In the main cabin, the members of the Orphic Order sat in a circle. Bald. Motionless. Eyes closed. They were not asleep. They were not resting. They breathed at the same rhythm, as if sharing a pulse that did not belong to their bodies.
The silence they generated was not passive. It was compact.
Rodrick Viulk sat apart.
He was not meditating.
He remained seated facing the void, forearms resting on his knees, his gaze fixed on an indeterminate point on the metallic floor. He did not speak to anyone. He did not ask for explanations. He did not seem to need anything.
He was a contained figure. Tense. As if all his energy were directed toward something that had not yet happened.
Nolan watched them from the opposite wall.
The ship’s interior lights were dim, barely enough to outline silhouettes. The metal floor reflected long, distorted shadows. Everything seemed slightly off-axis.
He brought his hand to his face. He could still feel the weight of Tau Ceti IV’s soil beneath his nails, though he had washed more than once. The sensation would not leave.
He thought of Harlan.
Not of the body. Not of the final image. Of his voice.
He felt the impulse.
The same one he had felt hours earlier, when he left him behind. A pressure in his chest. A threat of breaking. He inhaled slowly. Forced himself to hold the air. Not now.
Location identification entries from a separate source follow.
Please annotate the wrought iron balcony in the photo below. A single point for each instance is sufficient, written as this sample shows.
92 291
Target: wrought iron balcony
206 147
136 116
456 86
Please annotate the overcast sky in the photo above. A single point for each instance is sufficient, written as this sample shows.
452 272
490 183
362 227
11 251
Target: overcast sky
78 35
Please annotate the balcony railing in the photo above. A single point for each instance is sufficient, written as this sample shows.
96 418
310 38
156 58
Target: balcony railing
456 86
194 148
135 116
Not in front of them. Not in front of Viulk.
The voice came without warning.
“Who are you going to pretend to be now, fraud?”
The intonation was exact. The hardness precise. His father’s voice. The one that had followed him for months.
It was not a gentle memory. It never had been.
Fraud.
The word echoed inside his head as if it had been spoken aloud in the cabin.
Nolan closed his eyes for a moment.
He had spent his life trying to anticipate scenarios. Predict outcomes. Calculate before things happened. That had saved him more than once.
And yet now he saw nothing. He did not know what came next. He did not know what place he occupied on this ship. He was no longer a soldier. No longer a hero.
He was a man seated among strangers, bound for a destination he did not understand.
He opened his eyes.
Rodrick Viulk did not move. But there was something in him that was not stillness. It was direction. As if he were already advancing toward an invisible point.
Nolan wondered whether that certainty was real or simply another form of desperation.
“Who are you going to be now?” the voice insisted in his mind.
Nolan had no answer.
He had never felt so lost. So without coordinates.
For the first time, he was not anticipating anything.
And that, more than the grief, more than the guilt, more than the void Harlan had left behind, was what truly disoriented him.
He leaned back against the cold wall of the ship.
He did not know who he was going to be. He only knew he would have to decide soon, because his future had already begun.
And it was not going to wait for him.